At Long Last, a Measure of Mezzanine Loans

Investors in high-yield real estate now have a way to compare their returns and performance against an industry-standard benchmark, thanks to John B. Levy & Co.'s creation of the first mezzanine loan index.

© 2017 S. Michael Giliberto & Co., Inc. and John B. Levy & Co., Inc.
© 2017 S. Michael Giliberto & Co., Inc. and John B. Levy & Co., Inc.

Indexes proliferate in financial markets as a way for investors to benchmark investment strategies and manager performance. The commercial real estate market is no different, as there are multiple indexes that measure the performance of public and private real estate, property types, different geographies and investor strategy.

One key exception, however, has been mezzanine debt, an investment type that grew substantially during the last cycle. Mezzanine loans are difficult to measure, in large part because each is relatively unique and most investors are private entities that are loathe to share performance information.

Now, however, the market has its first mezzanine loan index, created by John B. Levy & Co., which has been publishing a quarterly performance index for senior debt (the Gilberto-Levy Index) since 1993. The new Giliberto‐Levy High‐Yield Real Estate Debt Index, is the first third‐party measure of high‐yield commercial mortgage debt performance. Both indices were co‐created by John Levy, president of the firm, and investment manager Michael Giliberto.

“Investors in high‐yield real estate have long wanted to compare their returns and performance against an industry-standard benchmark,” said Levy. “Our G‐L 2 carefully crunches the numbers and variables within financing packages, giving high‐yield investors the deep insight that was previously only available to holders of senior loans.”

Investors Seek Benchmark

Mezzanine debt investors have long craved a high-yield debt index to create a barometer of performance and guidance for price quotes for deals. Having an index generally improves liquidity in a market, because it supports the perception that the market is established and provides confidence that investors have a target against which to measure performance.
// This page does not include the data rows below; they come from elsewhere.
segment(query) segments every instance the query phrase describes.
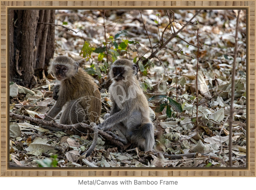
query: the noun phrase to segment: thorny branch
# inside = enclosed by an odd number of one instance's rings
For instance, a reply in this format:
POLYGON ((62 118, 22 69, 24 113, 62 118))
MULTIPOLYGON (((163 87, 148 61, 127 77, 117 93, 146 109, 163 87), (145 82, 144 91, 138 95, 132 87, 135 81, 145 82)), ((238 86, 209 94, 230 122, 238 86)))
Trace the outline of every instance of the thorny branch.
POLYGON ((235 97, 235 75, 236 61, 236 56, 238 53, 238 33, 239 27, 239 15, 241 10, 239 10, 238 12, 237 17, 236 18, 236 26, 235 34, 235 49, 234 50, 234 61, 233 62, 233 68, 232 69, 232 77, 231 81, 231 102, 230 102, 230 118, 229 119, 229 167, 232 167, 232 131, 233 127, 233 117, 234 113, 234 102, 235 97))
POLYGON ((169 38, 168 39, 167 39, 165 41, 165 42, 162 45, 160 45, 158 48, 157 48, 157 49, 155 50, 154 51, 152 52, 151 53, 151 54, 149 56, 148 58, 145 59, 144 60, 143 60, 143 61, 142 61, 142 63, 143 64, 145 65, 149 59, 154 57, 156 55, 157 53, 158 53, 160 50, 165 48, 165 46, 168 44, 168 43, 170 42, 172 39, 176 37, 177 34, 180 32, 184 29, 184 28, 185 28, 185 27, 190 25, 191 23, 192 20, 194 19, 195 17, 197 16, 197 15, 201 11, 201 10, 199 10, 193 16, 193 17, 192 17, 192 18, 191 18, 190 20, 187 22, 187 23, 184 25, 180 29, 178 30, 177 32, 175 32, 170 38, 169 38))
MULTIPOLYGON (((90 132, 93 133, 93 129, 90 127, 88 125, 83 123, 79 123, 73 125, 63 125, 57 123, 53 123, 50 121, 44 121, 42 119, 33 118, 31 117, 28 117, 25 115, 20 115, 14 113, 10 113, 10 116, 11 118, 16 119, 20 119, 21 120, 26 120, 32 121, 38 124, 41 124, 42 125, 48 125, 53 127, 56 127, 62 129, 69 129, 70 130, 78 130, 80 132, 86 131, 88 130, 90 132)), ((114 137, 106 132, 102 130, 98 131, 98 134, 102 137, 107 140, 108 141, 111 142, 113 145, 116 146, 120 150, 125 149, 126 146, 120 141, 116 140, 114 137)))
Unlike senior debt, information about high-yield debt is not nearly as readily available. High-volume lenders such as banks, pension funds and insurance companies not only publicly disclose some information about senior loans, but they are generally willing to share with index creators that aggregate the data. Mezzanine lenders, on the other hand, tend to be private equity firms that want to keep information closely held, in part because many advertise their ability to exploit mispricing in the market.

The high-yield index tracks the performance of $6.9 billion in high‐yield loans dating back to January 2010, representing a mix of property types. High-yield debt racked up a 7.6 percent average annual return from 2010 through December 2016, dramatically eclipsing the 5.3 percent return achieved by the firm’s senior‐loan index over that same timeframe. For 2016, investments tracked in the G‐L 2 produced a 9.4 percent return. Returns on mezzanine loans in 2016 were 10.4 percent.

Multiple categories of mortgages make up the high-yield index, with mezzanine loans (53 percent) and senior‐B notes (32 percent) representing the largest two components. Others include second mortgages and preferred equity, with 62 percent subject to adjustable or floating interest rates.

High-Yield Debt Hard to Measure

Mezzanine loan investments proliferated in the run-up to the last financial crisis. Many lenders originated loans of up to 95 percent of asset value and either held or securitized the senior portion (usually the top 50 to 70 percent of the capital stack), and sold the junior portions to high-yield investors. In large deals, the mezzanine classes were “tranched” and each class was sold to a different investor.

That turned into disaster when the financial crisis hit in 2008. Property values slipped and many mezzanine investors lost huge amounts of capital as their investments turned underwater. In deals with multiple junior classes, the multitude of mezzanine investors were forced to fight over control of properties.

The experience helped fuel demand for a performance index, but it also illustrates the difficulty in creating and maintaining an index. Each mezzanine loan represents a different portion of the capital stack, and is subordinate to a senior loan, which have different terms regarding how to handle reserves and default situations.

“All mezzanine loans are not created equal. Senior loans are more homogenous,” said one veteran debt investor who worried that an index could create “confusion.” 

Said another: “Since mezzanine debt is typically heavily tranched, a ‘one size fits all’ index probably does not fit all.”

The high-yield index is available on a subscription basis, and subscribers can customize report components to align with their given investment profiles. The results will be published quarterly, starting with 2017 results.

“Industry experts worldwide have come to rely upon the G‐L Indices,” said Giliberto. “By providing total rate of return data that tracks income, price movements and credit effects, the G‐L Indices offer valuable insight into important market dynamics.”